WonderWorld: Interactive 3D Scene Generation from a Single Image¶

Conference: CVPR 2025
arXiv: 2406.09394
Code: Project Page
Area: 3D Vision / 3D Scene Generation
Keywords: Interactive 3D Scene Generation, Gaussian Splatting, Layered Representation, Guided Depth Diffusion, Real-time Generation

TL;DR¶

WonderWorld is proposed as the first framework to support interactive 3D scene generation, allowing users to control scene content and layout in real time via camera movement and text prompts.
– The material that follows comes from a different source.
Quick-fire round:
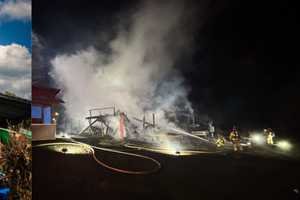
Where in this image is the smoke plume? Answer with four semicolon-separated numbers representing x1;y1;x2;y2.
51;1;197;131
Each scene is generated in less than 10 seconds on a single A6000 GPU, which is ~80x faster than existing methods.

Background & Motivation¶

3D scene generation has flourished in recent years, but existing methods (such as WonderJourney, LucidDreamer, and Text2Room) operate in an offline mode—once a user provides an image or text, the system takes tens of minutes to hours to build a fixed scene. This offline mode cannot meet the demands of applications requiring interactive control, such as game world prototyping and real-time VR exploration.

Existing methods are slow due to two bottlenecks: (1) they require step-by-step generation of dense multi-view images and aligned depth maps to fill occluded areas, and (2) they require long optimization times for 3D scene representations (NeRF, 3DGS, etc.). Furthermore, when connecting multiple scenes, inconsistent depth estimation leads to geometric distortions and seams.

WonderWorld achieves interactive generation through two core technical breakthroughs: (1) FLAGS (Fast LAyered Gaussian Surfels)—a rapid layered Gaussian surfel representation that eliminates the need for dense multi-view generation, whose geometry-based initialization shortens optimization time from minutes to seconds; (2) Guided Depth Diffusion—which leverages the partially visible depth of existing scenes to guide the depth estimation of new scenes, reducing geometric distortions.

Method¶

Overall Architecture¶

Given an initial image, WonderWorld enters an interactive control loop: the user moves the camera to select a generation location and inputs text prompts to specify content, after which the system generates a new scene and connects it to the existing world in <10 seconds. Each iteration consists of: (1) using an LLM to generate a structured scene description (foreground/background/style), (2) generating/outpainting scene images with a diffusion model, (3) generating the FLAGS three-layer representation (foreground/background/sky), and (4) aligning geometry via guided depth diffusion.

Key Designs¶

FLAGS (Fast LAyered Gaussian Surfels) Representation:
- Function: Fast 3D scene layered representation supporting real-time rendering and rapid generation.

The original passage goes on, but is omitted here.